Pearse O’Donohue, director of future networks at the European Commission’s DG-Connect, says the satellite industry is being overly defensive about the commission’s policy on eliminating the digital divide in Europe. If any industry should be worried, he said, it’s terrestrial mobile. Credit: European Commission
BRUSSELS — A senior official working on broadband policy at the European Commission gave a detailed rebuttal to satellite industry complaints that the commission is still swooning over fiber connectivity to the exclusion of satellite deployment.
Pearse O’Donohue, director of future networks at DG-Connect, said Jan. 24 that the commission’s telecom directive is scrupulously neutral and that it’s the terrestrial mobile industry, not the satellite sector, that should worry about its place in a 5G world.
Here are excerpts from O’Donohue’s remarks:
The satellite industry is constantly telling the commission that we need to be clear about the role of satellite. Our key focus is the digital single market.
It’s a very ambitious program, with a series of specific actions.
Last September, our gigabit connectivity package had a specific action plan on 5G, which is the next generation of telecommunications, as well as having support schemes for public authorities rolling out WiFi, for example.
Satellite sector shouldn’t be defensive
When you look at what these next-generation systems will look like, the satellite industry doesn’t have to be on the defensive. In fact the industry that needs to be on the defensive is the terrestrial mobile industry. 5G is not just a linear continuation from 4G. It’s not a single communications technology.
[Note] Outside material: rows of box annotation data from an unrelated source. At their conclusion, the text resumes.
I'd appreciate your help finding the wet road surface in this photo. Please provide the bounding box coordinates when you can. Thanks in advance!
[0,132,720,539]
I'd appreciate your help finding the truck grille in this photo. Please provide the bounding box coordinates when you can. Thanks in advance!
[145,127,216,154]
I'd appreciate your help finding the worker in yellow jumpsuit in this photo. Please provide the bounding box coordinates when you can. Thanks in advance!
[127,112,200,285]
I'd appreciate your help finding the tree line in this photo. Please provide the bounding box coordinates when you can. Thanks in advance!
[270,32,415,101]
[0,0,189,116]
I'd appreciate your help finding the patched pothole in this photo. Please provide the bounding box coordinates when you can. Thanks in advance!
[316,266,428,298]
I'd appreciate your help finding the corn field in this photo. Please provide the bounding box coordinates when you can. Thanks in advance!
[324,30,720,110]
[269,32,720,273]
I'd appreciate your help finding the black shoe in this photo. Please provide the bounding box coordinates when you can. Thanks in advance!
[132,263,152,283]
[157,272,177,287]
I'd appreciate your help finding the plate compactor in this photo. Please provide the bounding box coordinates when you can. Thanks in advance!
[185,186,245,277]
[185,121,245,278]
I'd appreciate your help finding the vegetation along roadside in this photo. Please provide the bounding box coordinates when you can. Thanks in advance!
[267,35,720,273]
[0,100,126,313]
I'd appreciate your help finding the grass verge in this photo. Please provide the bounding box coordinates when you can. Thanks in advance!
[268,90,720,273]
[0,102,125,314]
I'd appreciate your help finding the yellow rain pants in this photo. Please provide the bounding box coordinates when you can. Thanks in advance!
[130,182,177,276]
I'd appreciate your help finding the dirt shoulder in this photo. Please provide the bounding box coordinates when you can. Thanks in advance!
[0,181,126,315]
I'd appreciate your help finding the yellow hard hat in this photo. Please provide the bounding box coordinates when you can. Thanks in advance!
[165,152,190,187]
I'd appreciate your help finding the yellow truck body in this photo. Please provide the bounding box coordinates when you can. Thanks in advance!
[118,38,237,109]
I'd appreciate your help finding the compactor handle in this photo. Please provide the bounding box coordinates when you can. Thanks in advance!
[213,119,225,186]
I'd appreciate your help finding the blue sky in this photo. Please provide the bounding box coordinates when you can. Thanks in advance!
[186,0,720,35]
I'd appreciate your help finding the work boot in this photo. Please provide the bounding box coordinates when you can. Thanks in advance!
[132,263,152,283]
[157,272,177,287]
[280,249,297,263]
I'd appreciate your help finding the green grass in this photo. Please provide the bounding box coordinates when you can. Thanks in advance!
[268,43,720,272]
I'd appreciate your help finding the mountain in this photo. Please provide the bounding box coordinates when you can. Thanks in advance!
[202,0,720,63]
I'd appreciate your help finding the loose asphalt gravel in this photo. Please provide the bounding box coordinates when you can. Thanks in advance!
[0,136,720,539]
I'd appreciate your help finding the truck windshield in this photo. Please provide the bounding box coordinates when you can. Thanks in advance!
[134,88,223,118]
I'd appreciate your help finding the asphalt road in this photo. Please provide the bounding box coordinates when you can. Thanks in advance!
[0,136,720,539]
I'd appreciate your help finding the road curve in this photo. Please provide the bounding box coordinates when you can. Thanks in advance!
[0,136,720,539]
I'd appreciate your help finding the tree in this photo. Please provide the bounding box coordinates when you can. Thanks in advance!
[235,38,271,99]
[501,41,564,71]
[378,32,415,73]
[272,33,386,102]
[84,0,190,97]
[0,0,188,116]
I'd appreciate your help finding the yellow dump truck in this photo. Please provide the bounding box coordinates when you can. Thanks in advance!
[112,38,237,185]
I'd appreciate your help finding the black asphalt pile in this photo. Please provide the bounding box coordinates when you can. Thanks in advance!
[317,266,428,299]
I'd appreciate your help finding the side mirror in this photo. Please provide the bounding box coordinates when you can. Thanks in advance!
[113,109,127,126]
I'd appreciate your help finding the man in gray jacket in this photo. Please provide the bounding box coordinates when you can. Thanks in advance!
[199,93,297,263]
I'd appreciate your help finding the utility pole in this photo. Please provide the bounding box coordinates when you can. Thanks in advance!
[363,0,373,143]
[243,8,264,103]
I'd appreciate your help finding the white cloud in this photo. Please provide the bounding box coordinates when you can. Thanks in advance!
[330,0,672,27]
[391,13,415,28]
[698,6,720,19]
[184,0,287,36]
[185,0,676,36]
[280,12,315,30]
It is a vision for a platform of technologies, which integrates different technologies.
Look at the vision the commission has put forward with regard to the digital single market, which responds to what is the key objective: Growth, competitiveness and jobs. You will see there is a very important place for satellites.
We do have ambitions with regard to speeds, with regards to the robustness of connectivity.
Looking forward, we are hoping we will have speeds even in remote areas of 100 mbps. That is something where with the terabit-per-second-throughput satellite technologies the industry is now working on, the satellite industry will be not just well-placed, but in some cases — despite our efforts for fiber roll-out — will be the only player able to provide that ambition in rural communities — in remote farms, for example.
For that to happen the satellite community has to be part of discussions. The satellite industry is already playing a full role in the 5G action plan development in the 5G PPP research and development platform.
There is a challenge for the satellite communication industry. I remember from the early broadband days, about 10 years ago, when the satellite community was not happy with the commission. I know that you have moved on from that.
The commission, with the support of the European Parliament, has stated a set of very ambitious targets for the digital economy in Europe. there is a role for the satellite community and we need to work with you to realize that role.
How do you answer satellite industry concerns about fiber bias?
I know something about the sensitivities of this industry. If it doesn’t actually see the word ‘satellite’ mentioned then there’s a problem. That’s your problem. The commission’s approach is that we do not favor any technology. In reaching the gigabit society… we are familiar with the fact that already, because of their unwillingness to invest in certain areas, mobile terrestrial will be hard-pressed to deliver it. Of course we are setting certain objectives.
On technology neutrality: The 5G policy which we are putting into place is not about an infrastructure or a network. It’s a platform approach. What we are pushing the telecommunications providers, terrestrial or non-terrestrial, to provide seamless connectivity and to have a custom fit. Satellite can provide that and satellite is definitely part of the game.